In 1984, its 60th anniversary was celebrated by the erection of a plaque denoting the original Municipal Gallery outside the Earl of Clonmel’s fine Georgian house in Harcourt Street, the commissioning of an intricately detailed drawing of Clonmel House for graphic reproduction as a logo by Michael Craig, the well-known stamp designer, and a reprint of the catalogue of the Gallery’s original collection in 1908. This was launched at a reception at Charlemont House. Events culminated in the presentation of a major painting by the Australian-Irish artist, Sidney Nolan, Ned Kelly by the River, at an A.G.M. addressed by James White at the Royal Irish Academy.


1990s

75th anniversary

The FNCI marked its 75th anniversary in 1999 with an exhibition and accompanying publication. Held in the RHA Gallagher Gallery, the exhibition comprised a selection of art and artefacts which have been donated to galleries and museums throughout the whole of Ireland. The Friends were grateful to them for lending back the works which constituted the exhibition which had been organised by  treasurer, Aidan O’Flanagan, together with the Councils exhibition sub-committee, Dr.Thomas Ryan PPRHA and Dr. James White.

The 75th anniversary publication is available here.


2000s

Into the new Millennium

Among the significant landmarks of the first two decades of the 21 century was the depositing of the FNCI archives in the National Irish Visual Arts Library (NIVAL) at the National College of Art and Design where they are open to researchers.


2024

Centenary

To mark the centenary of the FNCI in 2024 a series of exhibitions have been planned around Ireland in Waterford, Limerick, Drogheda, Sligo, Kilkenny, Clonmel, and in  Dublin at the Irish Architectural Archive and the National Library; other institutions are also marking the centenary in different ways. We are grateful for the cooperation of the various curators who have organized these exhibitions. An important development for the future is the  new website designed by Studio Unthink, made possible by a grant from the Department of Tourism, Culture, Arts, Gaeltacht, Sport and Media.

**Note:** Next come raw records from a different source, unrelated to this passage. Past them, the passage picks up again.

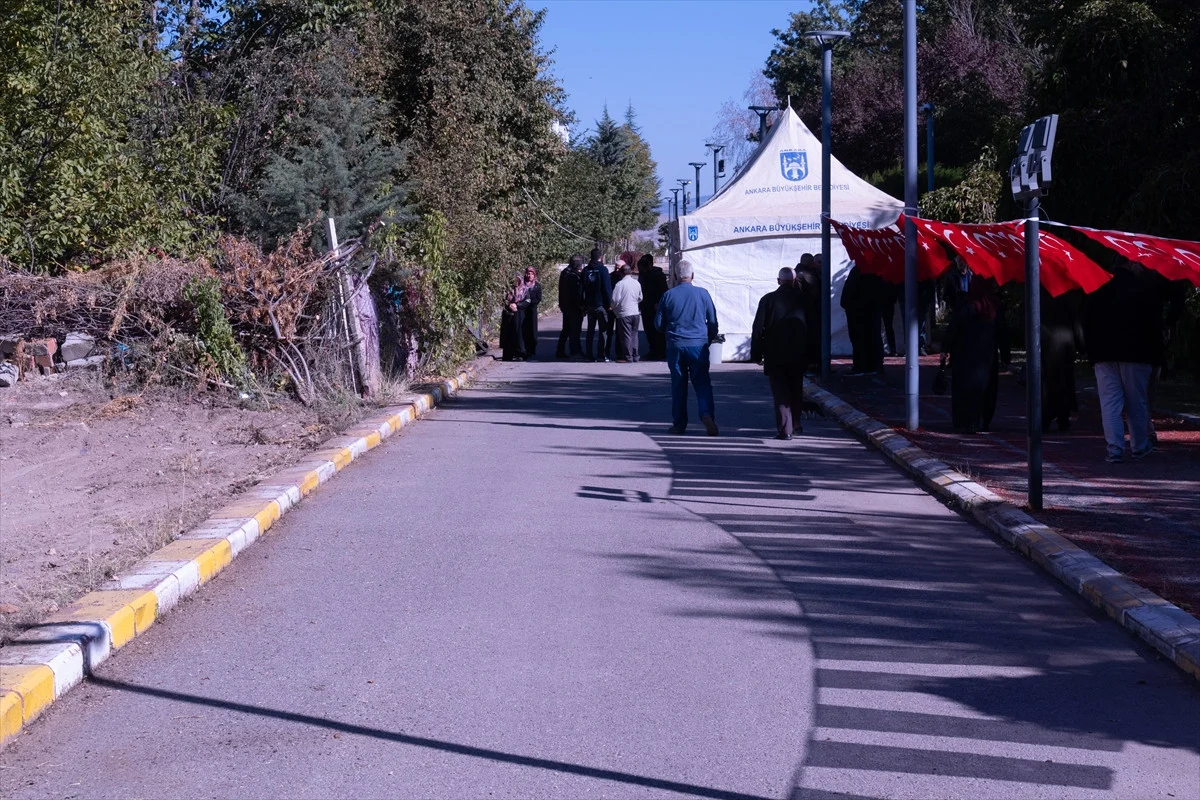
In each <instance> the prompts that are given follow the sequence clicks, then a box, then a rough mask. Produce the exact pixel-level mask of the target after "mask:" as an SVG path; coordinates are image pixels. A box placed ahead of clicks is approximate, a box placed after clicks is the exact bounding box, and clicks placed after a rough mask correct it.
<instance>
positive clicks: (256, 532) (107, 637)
mask: <svg viewBox="0 0 1200 800" xmlns="http://www.w3.org/2000/svg"><path fill="white" fill-rule="evenodd" d="M481 371H482V367H480V366H479V363H478V362H476V363H473V365H468V366H467V367H466V368H464V369H462V371H461V372H460V373H458V374H457V375H456V377H455V378H451V379H446V380H442V381H439V383H437V384H434V385H433V386H432V387H431V389H430V391H427V392H426V393H424V395H420V396H419V397H416V398H414V399H413V402H410V403H407V404H404V405H396V407H389V408H385V409H382V411H380V413H378V414H376V415H374V416H371V417H368V419H366V420H364V421H361V422H359V423H356V425H354V426H353V427H352V428H349V429H348V431H346V432H344V433H342V434H340V435H336V437H334V438H331V439H329V440H328V441H325V443H323V444H322V446H320V447H318V449H317V450H316V451H313V452H310V453H308V455H307V456H306V457H305V458H304V459H302V461H301V462H299V463H296V464H293V465H292V467H288V468H286V469H283V470H281V471H280V473H278V474H276V475H272V476H271V477H269V479H266V480H264V481H263V482H260V483H258V485H257V486H254V487H253V488H251V489H247V491H246V492H244V493H242V494H240V495H238V497H236V498H234V499H233V500H230V501H229V503H227V504H226V505H224V506H222V507H220V509H217V510H216V511H214V512H212V513H211V515H210V516H209V518H208V519H206V521H204V522H203V523H200V524H199V525H197V527H196V528H193V529H192V530H190V531H187V533H186V534H182V535H181V536H179V537H176V539H175V540H174V541H172V542H170V543H168V545H166V546H163V547H162V548H160V549H157V551H155V552H154V553H151V554H149V555H148V557H145V558H144V559H142V560H140V561H138V563H137V564H134V565H133V566H131V567H130V569H128V570H127V571H125V572H124V573H121V575H120V576H118V577H115V578H112V579H110V581H108V582H106V583H104V584H103V585H101V588H100V589H97V590H96V591H91V593H89V594H86V595H84V596H83V597H80V599H79V600H77V601H74V602H73V603H71V604H70V606H67V607H66V608H64V609H61V610H59V612H58V613H55V614H54V615H53V616H50V618H49V619H47V620H43V621H42V622H40V624H38V625H35V626H34V627H31V628H29V630H28V631H24V632H23V633H22V634H20V637H19V638H18V639H16V640H13V642H11V643H8V644H6V645H4V646H0V747H4V746H5V745H6V744H8V741H11V740H12V739H13V738H14V736H17V735H18V734H19V733H20V732H22V730H23V729H24V728H25V727H26V726H29V723H30V722H32V721H34V720H35V718H36V717H37V716H38V715H41V714H42V711H44V710H46V709H47V708H48V706H49V705H50V704H52V703H54V702H55V700H56V699H58V698H60V697H62V696H64V694H65V693H66V692H67V691H70V690H71V688H72V687H73V686H74V685H77V684H79V682H80V681H82V680H83V679H84V678H85V676H88V675H89V674H90V673H91V670H92V669H95V668H96V666H98V664H100V663H101V662H103V661H104V660H106V658H108V657H109V656H110V655H112V654H113V651H114V650H119V649H120V648H122V646H124V645H126V644H127V643H128V642H130V640H132V639H133V638H134V637H137V636H140V634H142V633H143V632H145V631H146V630H148V628H149V627H150V626H151V625H154V622H155V621H156V620H158V619H160V618H161V616H162V615H163V614H166V613H167V612H168V610H170V609H172V608H173V607H174V606H176V604H178V603H179V602H180V601H181V600H182V599H184V597H187V596H188V595H191V594H192V593H194V591H196V590H197V589H199V587H202V585H203V584H205V583H208V582H209V581H211V579H212V578H214V577H215V576H216V575H217V572H220V571H221V570H222V569H224V567H226V566H227V565H228V564H229V563H230V561H233V559H234V558H236V557H238V554H239V553H241V552H242V551H244V549H245V548H246V547H248V546H250V545H252V543H253V542H254V541H256V540H257V539H258V537H259V536H262V535H263V534H264V533H266V530H268V529H269V528H270V527H271V525H272V524H274V523H275V522H277V521H278V519H280V517H281V516H283V515H284V513H287V511H288V510H289V509H292V507H293V506H295V505H296V504H299V503H300V500H301V499H302V498H305V497H306V495H308V494H311V493H312V492H313V491H316V489H317V488H318V487H319V486H320V485H323V483H325V482H328V481H329V480H330V479H332V477H334V476H335V475H336V474H337V473H338V471H341V470H342V469H343V468H344V467H346V465H347V464H349V463H350V462H352V461H354V459H355V458H358V457H360V456H362V455H364V453H365V452H367V451H368V450H371V449H373V447H377V446H378V445H379V444H380V443H382V441H383V440H384V439H386V438H388V437H390V435H392V434H394V433H396V432H397V431H400V429H401V428H403V427H406V426H408V425H412V423H413V422H415V421H416V420H418V419H419V417H420V416H422V415H425V414H427V413H428V411H431V410H432V409H433V408H436V407H437V405H439V404H440V403H443V402H444V401H445V399H446V398H448V397H452V396H454V395H455V393H457V392H458V390H460V389H463V387H464V386H469V385H470V384H472V383H474V381H475V380H476V379H478V377H479V373H480V372H481Z"/></svg>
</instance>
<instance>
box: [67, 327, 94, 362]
mask: <svg viewBox="0 0 1200 800" xmlns="http://www.w3.org/2000/svg"><path fill="white" fill-rule="evenodd" d="M94 349H96V339H95V338H94V337H91V336H88V335H86V333H67V337H66V339H64V341H62V347H61V348H60V351H61V353H62V360H64V361H66V362H68V363H70V362H71V361H78V360H80V359H86V357H88V356H90V355H91V351H92V350H94Z"/></svg>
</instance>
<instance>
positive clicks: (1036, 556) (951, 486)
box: [804, 380, 1200, 680]
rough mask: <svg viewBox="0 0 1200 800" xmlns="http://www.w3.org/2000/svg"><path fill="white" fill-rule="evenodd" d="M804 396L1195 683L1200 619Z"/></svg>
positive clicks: (979, 487)
mask: <svg viewBox="0 0 1200 800" xmlns="http://www.w3.org/2000/svg"><path fill="white" fill-rule="evenodd" d="M804 395H805V397H806V398H808V399H810V401H814V402H815V403H817V405H820V407H821V409H822V410H823V411H824V413H826V414H827V415H829V416H833V417H835V419H836V420H838V421H839V422H840V423H841V425H842V426H844V427H845V428H847V429H850V431H851V432H853V433H856V434H857V435H859V437H862V438H863V439H865V440H866V441H868V443H869V444H872V445H875V446H876V447H877V449H878V450H880V451H882V452H883V455H886V456H887V457H888V458H890V459H892V461H893V462H895V463H896V464H898V465H899V467H901V468H902V469H905V470H906V471H908V473H910V474H911V475H912V476H913V477H916V479H917V480H918V482H920V483H922V486H923V487H924V488H925V489H926V491H928V492H930V493H931V494H934V495H935V497H937V498H941V499H942V500H943V501H946V503H947V504H948V505H950V506H953V507H956V509H959V510H960V511H962V512H964V513H966V515H967V516H970V517H971V518H972V519H974V521H976V522H978V523H979V524H982V525H983V527H984V528H986V529H988V530H990V531H991V533H992V534H995V535H996V536H998V537H1000V539H1002V540H1003V541H1004V542H1007V543H1008V545H1010V546H1012V547H1013V548H1014V549H1016V551H1018V552H1020V553H1021V554H1024V555H1025V557H1027V558H1028V559H1030V560H1032V561H1033V563H1034V564H1037V565H1038V566H1040V567H1042V569H1044V570H1045V571H1046V572H1049V573H1050V575H1052V576H1055V577H1056V578H1058V579H1060V581H1061V582H1062V583H1064V584H1066V585H1068V587H1070V589H1072V590H1074V591H1075V593H1078V594H1079V595H1081V596H1082V597H1084V599H1086V600H1087V601H1088V602H1090V603H1092V604H1093V606H1096V607H1097V608H1100V609H1102V610H1104V613H1105V614H1108V615H1109V616H1111V618H1112V619H1114V620H1116V621H1117V622H1118V624H1120V625H1122V626H1123V627H1124V628H1126V630H1128V631H1130V632H1132V633H1134V634H1135V636H1138V637H1139V638H1141V639H1142V640H1144V642H1146V643H1147V644H1150V645H1151V646H1153V648H1154V649H1156V650H1158V651H1159V652H1160V654H1163V655H1164V656H1166V657H1168V658H1169V660H1170V661H1172V662H1174V663H1175V664H1176V666H1178V667H1180V669H1182V670H1183V672H1186V673H1187V674H1189V675H1192V676H1193V678H1195V679H1198V680H1200V620H1198V619H1196V618H1195V616H1193V615H1190V614H1188V613H1187V612H1186V610H1183V609H1182V608H1180V607H1178V606H1175V604H1174V603H1169V602H1166V601H1165V600H1163V599H1162V597H1159V596H1158V595H1156V594H1154V593H1152V591H1150V590H1148V589H1146V588H1144V587H1141V585H1139V584H1136V583H1134V582H1133V581H1130V579H1129V578H1127V577H1126V576H1124V575H1122V573H1121V572H1117V571H1116V570H1114V569H1112V567H1110V566H1109V565H1108V564H1105V563H1104V561H1102V560H1100V559H1098V558H1096V557H1094V555H1092V554H1091V553H1088V552H1087V551H1084V549H1082V548H1080V547H1079V546H1076V545H1074V543H1073V542H1070V541H1069V540H1068V539H1066V537H1064V536H1063V535H1062V534H1060V533H1057V531H1056V530H1054V529H1052V528H1050V527H1048V525H1045V524H1043V523H1040V522H1038V521H1037V519H1034V518H1033V517H1031V516H1030V515H1027V513H1026V512H1025V511H1022V510H1021V509H1019V507H1016V506H1014V505H1013V504H1010V503H1008V501H1007V500H1004V499H1002V498H1001V497H1000V495H997V494H996V493H994V492H991V491H990V489H988V488H986V487H984V486H980V485H979V483H977V482H976V481H972V480H971V479H970V477H967V476H966V475H962V474H961V473H959V471H956V470H954V469H952V468H950V467H949V465H947V464H946V463H944V462H942V461H940V459H937V458H934V457H932V456H930V455H929V453H926V452H925V451H924V450H922V449H920V447H918V446H917V445H914V444H913V443H912V441H910V440H908V439H907V438H905V437H904V435H902V434H901V433H899V432H898V431H895V429H894V428H890V427H888V426H886V425H883V423H882V422H880V421H877V420H874V419H871V417H870V416H868V415H866V414H863V413H862V411H859V410H858V409H856V408H853V407H852V405H850V404H848V403H846V402H845V401H844V399H841V398H840V397H838V396H835V395H833V393H832V392H829V391H826V390H824V389H821V387H818V386H816V385H814V384H812V383H810V381H808V380H805V383H804Z"/></svg>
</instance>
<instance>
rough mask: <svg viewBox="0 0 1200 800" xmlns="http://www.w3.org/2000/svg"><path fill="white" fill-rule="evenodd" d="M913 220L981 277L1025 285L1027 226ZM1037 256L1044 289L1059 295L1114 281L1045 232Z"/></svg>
mask: <svg viewBox="0 0 1200 800" xmlns="http://www.w3.org/2000/svg"><path fill="white" fill-rule="evenodd" d="M901 218H902V217H901ZM911 218H912V221H913V223H914V224H916V225H917V229H918V231H920V233H924V234H928V235H929V236H932V237H935V239H937V240H940V241H942V242H943V243H946V245H947V246H948V247H950V248H952V249H953V251H954V252H955V253H958V254H959V255H960V257H961V258H962V260H964V261H966V264H967V266H968V267H971V271H972V272H974V273H976V275H982V276H984V277H989V278H995V279H996V283H998V284H1001V285H1003V284H1006V283H1008V282H1010V281H1016V282H1018V283H1022V282H1024V281H1025V223H1024V222H1020V221H1013V222H997V223H995V224H986V225H960V224H953V223H949V222H935V221H932V219H922V218H919V217H911ZM1038 252H1039V255H1040V270H1039V273H1040V277H1042V285H1043V287H1045V289H1046V291H1049V293H1050V295H1051V296H1054V297H1057V296H1058V295H1061V294H1063V293H1064V291H1070V290H1072V289H1082V290H1084V291H1087V293H1092V291H1096V290H1097V289H1099V288H1100V287H1102V285H1104V284H1105V283H1108V281H1109V279H1110V278H1111V277H1112V276H1111V275H1109V273H1108V272H1106V271H1104V270H1103V269H1102V267H1100V266H1099V265H1098V264H1097V263H1096V261H1093V260H1092V259H1090V258H1087V257H1086V255H1084V253H1081V252H1080V251H1079V249H1076V248H1075V247H1073V246H1072V245H1070V243H1068V242H1067V241H1064V240H1062V239H1060V237H1058V236H1055V235H1054V234H1050V233H1046V231H1045V230H1042V229H1039V231H1038Z"/></svg>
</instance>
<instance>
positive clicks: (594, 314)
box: [580, 248, 612, 361]
mask: <svg viewBox="0 0 1200 800" xmlns="http://www.w3.org/2000/svg"><path fill="white" fill-rule="evenodd" d="M600 255H601V253H600V249H599V248H596V249H593V251H592V260H590V261H588V265H587V266H584V267H583V271H582V272H581V273H580V282H581V284H582V289H583V290H582V295H583V312H584V313H586V314H587V315H588V338H587V345H588V347H587V354H586V357H587V359H588V361H608V356H607V348H606V347H605V345H606V341H605V333H606V331H607V330H608V306H611V305H612V281H611V279H610V277H608V270H607V269H605V265H604V261H602V260H600ZM598 336H599V338H600V341H599V342H595V338H596V337H598ZM593 343H595V344H599V347H598V348H596V349H593Z"/></svg>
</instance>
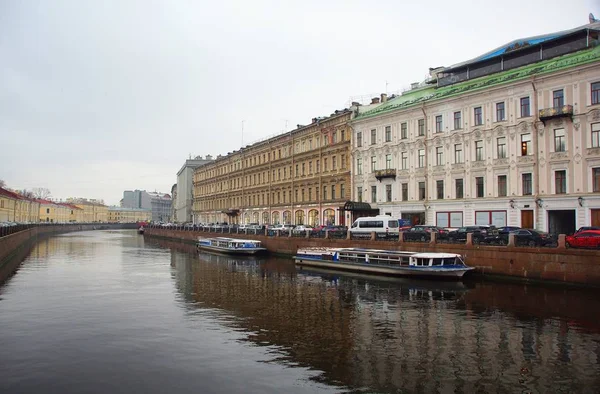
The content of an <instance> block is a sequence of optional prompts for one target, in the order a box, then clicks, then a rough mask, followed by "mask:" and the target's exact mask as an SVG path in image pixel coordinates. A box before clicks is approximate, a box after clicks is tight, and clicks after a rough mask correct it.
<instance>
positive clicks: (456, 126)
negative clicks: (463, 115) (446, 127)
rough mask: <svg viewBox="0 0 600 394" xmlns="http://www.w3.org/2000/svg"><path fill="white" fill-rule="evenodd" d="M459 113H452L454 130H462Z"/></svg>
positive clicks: (460, 113)
mask: <svg viewBox="0 0 600 394" xmlns="http://www.w3.org/2000/svg"><path fill="white" fill-rule="evenodd" d="M461 116H462V115H461V112H460V111H457V112H455V113H454V130H459V129H462V119H461Z"/></svg>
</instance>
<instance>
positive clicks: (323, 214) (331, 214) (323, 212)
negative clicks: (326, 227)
mask: <svg viewBox="0 0 600 394" xmlns="http://www.w3.org/2000/svg"><path fill="white" fill-rule="evenodd" d="M323 224H324V225H326V226H329V225H332V224H335V211H334V210H333V209H326V210H325V211H323Z"/></svg>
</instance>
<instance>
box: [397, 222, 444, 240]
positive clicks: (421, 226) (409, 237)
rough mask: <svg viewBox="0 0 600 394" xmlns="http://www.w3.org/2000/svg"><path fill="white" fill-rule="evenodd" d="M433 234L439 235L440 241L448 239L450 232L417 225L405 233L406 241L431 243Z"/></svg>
mask: <svg viewBox="0 0 600 394" xmlns="http://www.w3.org/2000/svg"><path fill="white" fill-rule="evenodd" d="M431 233H437V234H438V237H439V239H445V238H447V237H448V234H449V231H448V229H446V228H444V227H438V226H427V225H417V226H413V227H411V228H409V229H408V230H406V231H405V232H404V240H405V241H421V242H425V241H430V240H431Z"/></svg>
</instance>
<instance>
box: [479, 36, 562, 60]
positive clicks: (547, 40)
mask: <svg viewBox="0 0 600 394" xmlns="http://www.w3.org/2000/svg"><path fill="white" fill-rule="evenodd" d="M561 36H562V34H553V35H549V36H546V37H540V38H532V39H527V38H525V39H521V40H515V41H512V42H510V43H508V44H507V45H505V46H504V47H502V48H500V49H496V50H494V51H492V52H489V53H486V54H485V55H482V56H480V57H477V58H475V59H473V61H475V62H478V61H481V60H487V59H491V58H493V57H496V56H500V55H503V54H505V53H506V52H507V51H508V50H509V49H510V48H511V47H513V46H515V45H518V46H519V47H523V46H531V45H536V44H539V43H542V42H545V41H550V40H554V39H555V38H558V37H561Z"/></svg>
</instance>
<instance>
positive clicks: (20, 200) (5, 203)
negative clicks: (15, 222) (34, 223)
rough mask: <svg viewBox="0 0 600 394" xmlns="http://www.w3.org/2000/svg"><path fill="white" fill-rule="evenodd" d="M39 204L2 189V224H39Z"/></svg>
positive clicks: (23, 196)
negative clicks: (38, 221)
mask: <svg viewBox="0 0 600 394" xmlns="http://www.w3.org/2000/svg"><path fill="white" fill-rule="evenodd" d="M39 205H40V204H39V202H38V201H36V200H35V199H32V198H27V197H25V196H22V195H20V194H18V193H15V192H13V191H10V190H7V189H4V188H0V222H17V223H37V222H38V218H39V216H38V214H39Z"/></svg>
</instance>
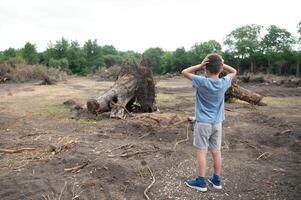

I would also like to express my thanks to the members of the council for their contribution to the organization of the centenary, notably Dr Marie Bourke, Anne Kearney Farrelly, John Kelly, June Lattimore and Colum O’Riordan.  I would also like to thank Dermott Barrett for compiling and editing this publication and to Dr Audrey Nicholls for earlier research on the catalogue of gifts since 1999.